The prospects for truly affordable housing are determined only partly by the council’s own activities: external forces and the economic context are just as important. The council is trying to increase the supply of affordable housing at a time of growing uncertainty with many factors moving in an unhelpful direction:
After many years in the doldrums the bi-partisan localisation of council housing finance in 2011 opened the possibility of the Housing Revenue Account having sufficient headroom to support borrowing for new council homes. The removal of the cap on borrowing in 2018 made it a real possibility that councils might build at scale for the first time in many years.
It is encouraging that many councils are now building council houses again, although overall numbers remain small.
Yet council housing, like social housing more generally, is often not viable without grant from central government via the GLA. The GLA’s next 2021 to 2026 programme is already substantially committed with a more restrictive approach from government and the Mayor having to manage the difficult trade-off between wanting to increase the amount of grant per unit of housing and meeting the government’s numerical targets for affordable housing. It will be important for the council to build on the new and successful partnership with the GLA to secure as much resource for Westminster as possible.
The social housing model requires the balance of funding after grant or cross-subsidy to be met by borrowing, with the loans repaid from rents over many years. Rising interest rates mean the council can borrow less, and so build less, with the resources it has and the rents it charges. Interest rates are likely to remain high for some time to come, and stress testing projects against volatility will be even more important.
High interest rates also affect the private housing market with fewer people able to afford their mortgages and pressure on private rents from landlords with mortgages too. A volatile housing market often leads to increased homelessness and additional demand for social housing.
Tax changes, like the change in Stamp Duty Land Tax, add to fluctuations in the market.
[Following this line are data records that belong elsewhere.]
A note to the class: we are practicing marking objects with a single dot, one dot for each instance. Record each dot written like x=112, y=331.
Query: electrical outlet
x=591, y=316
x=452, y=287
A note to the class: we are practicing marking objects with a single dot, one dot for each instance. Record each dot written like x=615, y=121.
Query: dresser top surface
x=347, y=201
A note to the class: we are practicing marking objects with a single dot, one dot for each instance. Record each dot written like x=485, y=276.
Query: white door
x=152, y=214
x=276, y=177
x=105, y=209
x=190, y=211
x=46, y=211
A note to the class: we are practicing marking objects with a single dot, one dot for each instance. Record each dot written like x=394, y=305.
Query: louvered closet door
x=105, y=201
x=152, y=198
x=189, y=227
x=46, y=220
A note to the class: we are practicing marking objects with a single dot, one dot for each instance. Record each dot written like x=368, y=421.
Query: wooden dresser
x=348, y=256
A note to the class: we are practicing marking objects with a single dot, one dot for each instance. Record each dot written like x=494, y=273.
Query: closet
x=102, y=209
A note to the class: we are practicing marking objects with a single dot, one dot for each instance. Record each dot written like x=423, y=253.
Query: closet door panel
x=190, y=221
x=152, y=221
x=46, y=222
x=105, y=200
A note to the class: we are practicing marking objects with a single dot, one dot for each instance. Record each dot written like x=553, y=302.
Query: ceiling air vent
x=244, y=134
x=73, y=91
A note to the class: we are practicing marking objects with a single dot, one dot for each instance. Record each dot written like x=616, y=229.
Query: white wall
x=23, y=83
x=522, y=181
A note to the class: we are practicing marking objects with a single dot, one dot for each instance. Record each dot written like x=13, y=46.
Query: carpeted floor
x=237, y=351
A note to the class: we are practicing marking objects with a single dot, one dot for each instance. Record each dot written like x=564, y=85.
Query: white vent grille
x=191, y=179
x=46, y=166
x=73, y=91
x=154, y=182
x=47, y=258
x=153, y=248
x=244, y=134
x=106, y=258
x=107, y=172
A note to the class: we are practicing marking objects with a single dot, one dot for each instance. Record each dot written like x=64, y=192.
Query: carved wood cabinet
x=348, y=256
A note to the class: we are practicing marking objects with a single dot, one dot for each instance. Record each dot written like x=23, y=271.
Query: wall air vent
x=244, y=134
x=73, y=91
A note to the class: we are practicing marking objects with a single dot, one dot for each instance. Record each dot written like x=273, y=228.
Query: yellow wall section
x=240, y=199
The government has also announced that planning policy will change again to reduce restrictions but exactly how remains unclear. One suggestion has been that the rules around planning gain might be made less onerous on developers.
Inflation will generally impact the council’s costs. Construction costs are already rising rapidly and present a risk to the current and future programmes.
The government is undertaking a consultation on social rent increases because the current formula (CPI inflation plus one percent) would produce an unacceptably high rent increase. The most likely outcome will be a five percent increase which may not entirely cover general inflation in the council’s housing revenue account, which in turn could leave the council with reduced funding to support borrowing.
Other inflationary pressures, and especially energy, impact households severely and may reduce tenants’ ability to pay rent, creating an additional challenge for the council’s fairness and antipoverty strategies. The government has not yet committed to increasing benefits in line with inflation in April 2023.
Finally, the increasingly evident climate crisis means that carbon emissions from the council’s homes must be tackled effectively as a key part of its commitment to net zero. This impacts every policy area, including standards in new building and retrofitting existing dwellings often carrying an initial capital cost.